The present invention relates to an echo canceller, comprising a signal input for a far end signal, an audio input for a distorted desired signal, an echo estimator coupled to the signal input, and a spectral subtracter coupled to the echo estimator and the audio input.
The present invention also relates to a system, in particular a communication system, for example a hands-free communication device, such as a telephone, or a voice control system, which system is provided with such an echo canceller, and relates to a method for cancelling an acoustic echo by spectral filtering.
Such an echo canceller embodied by an arrangement for suppressing an interfering component, such as an echo, is known from WO 97/45995. The known echo canceller comprises a signal input carrying a far end signal, and a subtracter audio input for an desired microphone signal which is distorted by the echo. The echo canceller also comprises an echo spectrum estimator, which in one conceivable embodiment indicated by a dotted line in
In addition in case of another known embodiment, wherein the echo spectrum estimator is coupled to an output of the adaptive filter an interdependence arises between a possible slow response of the adaptive filter and the thus delayed input to the echo estimator and between possible errors occurring in the adaptive filter and a proper operation of the spectral subtracting filter. This interdependence has a negative effect on the robustness of the echo cancelling, in particular for non stationary signals, and may lead to poor practical echo cancelling results.
Therefore it is an object of the present invention to provide an echo canceller posing less restrictions on the echo tail behavior it is capable to cancel, and to provide an echo canceller which provides a broader practical application area in a robust way.
Thereto the echo canceller according to the invention is characterized in that the echo estimator comprises digital filter means covering a time span of at least a part of the echo to be cancelled.

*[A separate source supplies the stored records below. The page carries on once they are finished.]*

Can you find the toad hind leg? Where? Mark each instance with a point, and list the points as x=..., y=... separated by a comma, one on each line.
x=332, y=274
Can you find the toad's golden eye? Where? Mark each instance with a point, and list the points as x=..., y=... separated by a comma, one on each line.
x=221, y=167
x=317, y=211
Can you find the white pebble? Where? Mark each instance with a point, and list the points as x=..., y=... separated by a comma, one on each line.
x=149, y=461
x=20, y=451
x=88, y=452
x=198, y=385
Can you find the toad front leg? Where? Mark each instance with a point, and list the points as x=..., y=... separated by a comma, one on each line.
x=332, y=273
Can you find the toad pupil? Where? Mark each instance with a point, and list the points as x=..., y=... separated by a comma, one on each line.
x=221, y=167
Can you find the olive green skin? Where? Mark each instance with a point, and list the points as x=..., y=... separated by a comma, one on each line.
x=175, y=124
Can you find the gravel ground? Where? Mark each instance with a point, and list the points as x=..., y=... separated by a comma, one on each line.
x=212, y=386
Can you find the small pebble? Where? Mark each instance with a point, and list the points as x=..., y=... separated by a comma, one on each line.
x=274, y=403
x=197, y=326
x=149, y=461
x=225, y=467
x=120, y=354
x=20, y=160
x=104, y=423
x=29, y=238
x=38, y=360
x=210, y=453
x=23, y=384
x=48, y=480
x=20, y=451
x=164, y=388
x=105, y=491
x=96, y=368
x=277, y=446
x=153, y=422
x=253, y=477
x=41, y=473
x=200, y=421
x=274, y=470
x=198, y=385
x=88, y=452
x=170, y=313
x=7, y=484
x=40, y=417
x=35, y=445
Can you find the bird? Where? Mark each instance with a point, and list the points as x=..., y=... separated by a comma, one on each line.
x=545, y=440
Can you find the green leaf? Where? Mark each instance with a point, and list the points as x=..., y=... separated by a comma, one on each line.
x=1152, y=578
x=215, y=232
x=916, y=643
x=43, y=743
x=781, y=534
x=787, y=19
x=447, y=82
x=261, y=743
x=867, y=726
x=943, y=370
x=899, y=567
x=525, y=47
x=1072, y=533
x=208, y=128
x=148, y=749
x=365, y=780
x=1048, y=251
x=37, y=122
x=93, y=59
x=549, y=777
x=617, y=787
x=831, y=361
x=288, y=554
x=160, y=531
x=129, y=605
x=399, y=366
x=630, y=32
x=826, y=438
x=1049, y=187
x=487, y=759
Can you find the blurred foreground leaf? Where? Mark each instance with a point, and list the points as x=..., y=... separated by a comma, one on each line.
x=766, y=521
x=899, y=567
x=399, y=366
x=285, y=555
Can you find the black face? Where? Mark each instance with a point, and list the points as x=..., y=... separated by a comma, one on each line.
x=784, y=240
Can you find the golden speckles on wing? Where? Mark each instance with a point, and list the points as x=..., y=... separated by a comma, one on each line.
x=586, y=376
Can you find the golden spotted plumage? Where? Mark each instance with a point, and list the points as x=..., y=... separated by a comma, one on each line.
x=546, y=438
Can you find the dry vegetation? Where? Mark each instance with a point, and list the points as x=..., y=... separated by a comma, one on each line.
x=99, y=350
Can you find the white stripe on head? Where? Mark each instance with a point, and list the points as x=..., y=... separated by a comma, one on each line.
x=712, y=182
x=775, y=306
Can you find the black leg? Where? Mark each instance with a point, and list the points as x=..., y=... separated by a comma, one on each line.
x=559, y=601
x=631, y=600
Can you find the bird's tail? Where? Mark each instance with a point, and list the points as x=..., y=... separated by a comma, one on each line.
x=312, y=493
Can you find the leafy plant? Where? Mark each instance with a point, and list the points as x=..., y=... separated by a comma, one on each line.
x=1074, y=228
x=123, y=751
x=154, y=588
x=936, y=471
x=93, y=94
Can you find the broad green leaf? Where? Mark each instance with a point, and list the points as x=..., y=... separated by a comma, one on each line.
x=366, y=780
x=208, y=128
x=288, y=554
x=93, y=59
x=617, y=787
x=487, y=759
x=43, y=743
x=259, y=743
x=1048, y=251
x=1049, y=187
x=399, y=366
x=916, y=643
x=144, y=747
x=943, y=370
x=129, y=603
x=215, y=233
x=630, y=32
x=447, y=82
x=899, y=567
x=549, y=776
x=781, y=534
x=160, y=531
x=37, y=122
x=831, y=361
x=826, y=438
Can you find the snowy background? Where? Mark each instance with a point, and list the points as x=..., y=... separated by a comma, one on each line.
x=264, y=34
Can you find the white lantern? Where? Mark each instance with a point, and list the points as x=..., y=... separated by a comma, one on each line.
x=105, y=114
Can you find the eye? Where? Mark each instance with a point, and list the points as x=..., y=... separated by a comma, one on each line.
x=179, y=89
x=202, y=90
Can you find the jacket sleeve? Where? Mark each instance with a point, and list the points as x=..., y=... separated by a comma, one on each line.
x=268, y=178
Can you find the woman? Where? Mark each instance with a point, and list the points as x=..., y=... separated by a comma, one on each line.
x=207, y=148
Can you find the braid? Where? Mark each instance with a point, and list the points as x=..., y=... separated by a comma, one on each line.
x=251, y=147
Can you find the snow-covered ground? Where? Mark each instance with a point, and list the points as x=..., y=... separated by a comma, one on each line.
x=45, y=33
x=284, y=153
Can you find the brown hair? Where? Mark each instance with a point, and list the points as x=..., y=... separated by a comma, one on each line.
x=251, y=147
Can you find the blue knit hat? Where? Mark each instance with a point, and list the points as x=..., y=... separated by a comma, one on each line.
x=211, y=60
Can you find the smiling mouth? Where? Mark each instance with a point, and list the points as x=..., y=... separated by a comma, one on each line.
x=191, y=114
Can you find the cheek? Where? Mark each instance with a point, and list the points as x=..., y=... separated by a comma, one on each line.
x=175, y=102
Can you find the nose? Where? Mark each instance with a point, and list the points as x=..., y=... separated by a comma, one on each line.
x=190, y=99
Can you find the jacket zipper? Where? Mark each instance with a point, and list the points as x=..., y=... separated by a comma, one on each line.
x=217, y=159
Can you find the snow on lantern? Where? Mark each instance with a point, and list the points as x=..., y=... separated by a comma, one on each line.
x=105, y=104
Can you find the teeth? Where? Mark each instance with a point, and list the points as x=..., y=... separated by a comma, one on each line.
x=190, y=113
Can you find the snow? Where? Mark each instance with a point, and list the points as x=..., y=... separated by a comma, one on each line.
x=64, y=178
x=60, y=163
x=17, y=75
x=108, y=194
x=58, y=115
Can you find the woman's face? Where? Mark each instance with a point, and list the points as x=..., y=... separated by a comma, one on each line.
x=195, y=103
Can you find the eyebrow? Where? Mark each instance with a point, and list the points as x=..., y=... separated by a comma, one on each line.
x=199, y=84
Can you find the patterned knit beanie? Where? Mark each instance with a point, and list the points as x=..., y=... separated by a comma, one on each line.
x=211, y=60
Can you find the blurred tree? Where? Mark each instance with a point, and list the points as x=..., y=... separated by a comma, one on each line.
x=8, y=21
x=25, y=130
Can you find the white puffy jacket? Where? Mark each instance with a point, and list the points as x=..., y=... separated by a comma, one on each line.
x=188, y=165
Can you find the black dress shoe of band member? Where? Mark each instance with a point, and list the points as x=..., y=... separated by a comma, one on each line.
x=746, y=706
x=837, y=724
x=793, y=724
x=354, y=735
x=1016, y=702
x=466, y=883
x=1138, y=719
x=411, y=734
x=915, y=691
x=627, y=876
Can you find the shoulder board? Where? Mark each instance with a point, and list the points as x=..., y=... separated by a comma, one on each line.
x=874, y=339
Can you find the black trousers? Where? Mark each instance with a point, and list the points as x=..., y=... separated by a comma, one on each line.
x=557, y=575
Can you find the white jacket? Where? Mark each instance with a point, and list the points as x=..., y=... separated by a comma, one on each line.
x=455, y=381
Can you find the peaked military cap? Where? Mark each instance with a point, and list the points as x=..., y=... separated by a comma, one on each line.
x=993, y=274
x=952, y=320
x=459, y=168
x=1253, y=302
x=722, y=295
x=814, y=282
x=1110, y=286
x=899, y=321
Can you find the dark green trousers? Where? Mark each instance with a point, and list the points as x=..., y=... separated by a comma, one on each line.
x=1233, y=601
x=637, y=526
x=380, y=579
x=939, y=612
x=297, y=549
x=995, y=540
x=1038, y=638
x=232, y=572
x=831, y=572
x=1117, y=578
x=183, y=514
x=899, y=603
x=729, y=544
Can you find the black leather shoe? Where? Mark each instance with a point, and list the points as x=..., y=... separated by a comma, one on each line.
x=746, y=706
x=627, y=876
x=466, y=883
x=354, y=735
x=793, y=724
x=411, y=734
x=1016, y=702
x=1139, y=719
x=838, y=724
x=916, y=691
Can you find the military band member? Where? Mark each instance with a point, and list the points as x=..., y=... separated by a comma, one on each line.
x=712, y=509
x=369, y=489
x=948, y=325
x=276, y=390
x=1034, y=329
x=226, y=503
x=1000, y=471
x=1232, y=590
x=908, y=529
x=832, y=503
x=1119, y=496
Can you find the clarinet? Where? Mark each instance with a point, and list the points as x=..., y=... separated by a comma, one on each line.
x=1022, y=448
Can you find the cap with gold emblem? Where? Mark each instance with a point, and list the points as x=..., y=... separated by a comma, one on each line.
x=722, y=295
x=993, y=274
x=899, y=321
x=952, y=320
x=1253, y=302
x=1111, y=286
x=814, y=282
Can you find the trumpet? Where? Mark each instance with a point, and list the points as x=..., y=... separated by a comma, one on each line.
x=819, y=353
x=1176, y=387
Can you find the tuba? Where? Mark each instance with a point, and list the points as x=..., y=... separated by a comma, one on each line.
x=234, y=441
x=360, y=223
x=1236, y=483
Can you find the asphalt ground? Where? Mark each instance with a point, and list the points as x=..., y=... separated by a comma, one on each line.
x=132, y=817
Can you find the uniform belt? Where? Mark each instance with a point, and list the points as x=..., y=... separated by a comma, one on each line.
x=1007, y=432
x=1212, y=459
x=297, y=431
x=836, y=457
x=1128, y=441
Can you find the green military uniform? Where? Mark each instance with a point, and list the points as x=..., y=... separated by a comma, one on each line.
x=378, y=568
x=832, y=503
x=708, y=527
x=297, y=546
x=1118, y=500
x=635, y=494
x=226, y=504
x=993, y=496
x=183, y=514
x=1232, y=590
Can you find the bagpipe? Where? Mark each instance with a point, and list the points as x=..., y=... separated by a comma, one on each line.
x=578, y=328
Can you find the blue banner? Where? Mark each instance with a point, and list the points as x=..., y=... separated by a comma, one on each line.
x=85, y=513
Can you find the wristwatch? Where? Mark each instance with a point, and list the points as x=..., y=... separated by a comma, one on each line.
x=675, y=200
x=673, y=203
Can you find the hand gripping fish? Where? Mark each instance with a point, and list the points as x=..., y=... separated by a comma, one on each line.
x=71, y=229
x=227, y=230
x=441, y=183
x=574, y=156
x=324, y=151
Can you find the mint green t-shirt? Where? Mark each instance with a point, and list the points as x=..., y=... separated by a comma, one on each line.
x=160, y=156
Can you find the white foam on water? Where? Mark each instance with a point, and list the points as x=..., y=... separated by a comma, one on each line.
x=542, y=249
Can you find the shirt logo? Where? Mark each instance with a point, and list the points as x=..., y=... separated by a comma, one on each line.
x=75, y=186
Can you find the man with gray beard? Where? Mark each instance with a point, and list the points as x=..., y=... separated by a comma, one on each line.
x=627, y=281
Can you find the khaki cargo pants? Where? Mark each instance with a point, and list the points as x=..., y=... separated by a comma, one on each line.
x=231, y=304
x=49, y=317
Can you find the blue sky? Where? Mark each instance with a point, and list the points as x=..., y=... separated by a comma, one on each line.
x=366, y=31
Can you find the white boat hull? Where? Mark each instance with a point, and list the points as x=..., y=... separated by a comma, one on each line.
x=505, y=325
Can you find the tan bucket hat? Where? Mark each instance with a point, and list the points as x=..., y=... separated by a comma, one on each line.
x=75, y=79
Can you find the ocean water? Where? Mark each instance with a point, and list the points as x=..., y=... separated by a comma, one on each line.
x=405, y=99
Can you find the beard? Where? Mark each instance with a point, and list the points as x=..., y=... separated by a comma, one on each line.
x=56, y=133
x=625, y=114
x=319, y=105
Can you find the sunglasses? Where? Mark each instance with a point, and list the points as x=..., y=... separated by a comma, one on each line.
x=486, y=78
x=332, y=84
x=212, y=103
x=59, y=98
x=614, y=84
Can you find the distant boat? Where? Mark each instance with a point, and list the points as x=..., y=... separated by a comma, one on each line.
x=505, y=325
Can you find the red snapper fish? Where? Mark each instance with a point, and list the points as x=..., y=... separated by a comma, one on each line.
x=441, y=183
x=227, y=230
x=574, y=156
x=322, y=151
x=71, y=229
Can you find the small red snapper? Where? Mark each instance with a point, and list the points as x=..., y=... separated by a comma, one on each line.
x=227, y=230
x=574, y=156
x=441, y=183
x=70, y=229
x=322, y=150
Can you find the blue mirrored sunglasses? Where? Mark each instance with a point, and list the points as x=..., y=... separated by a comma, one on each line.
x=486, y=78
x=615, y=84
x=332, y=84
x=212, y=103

Similarly the method according to the invention is characterized in that at least a part of the echo is being estimated digitally and then spectrally filtered.
It is an advantage of the echo canceller according to the present invention that the echo estimator calculates at least a tail part of the echo. Echo tail part compensation then takes place by means of spectral filtering. The necessary calculations are however not restricted to a particular decaying course of the room impulse response, such as the exponential decaying course, as any kind of echo tail course may be modelled now. This provides a larger degree of freedom in practical embodiments and broadens the application area of the present echo canceller. Furthermore, either a FIR or an IER digital filter implementation may be used. In addition the digital filter means may be chosen to cover the time span of the whole or a tail part of the echo.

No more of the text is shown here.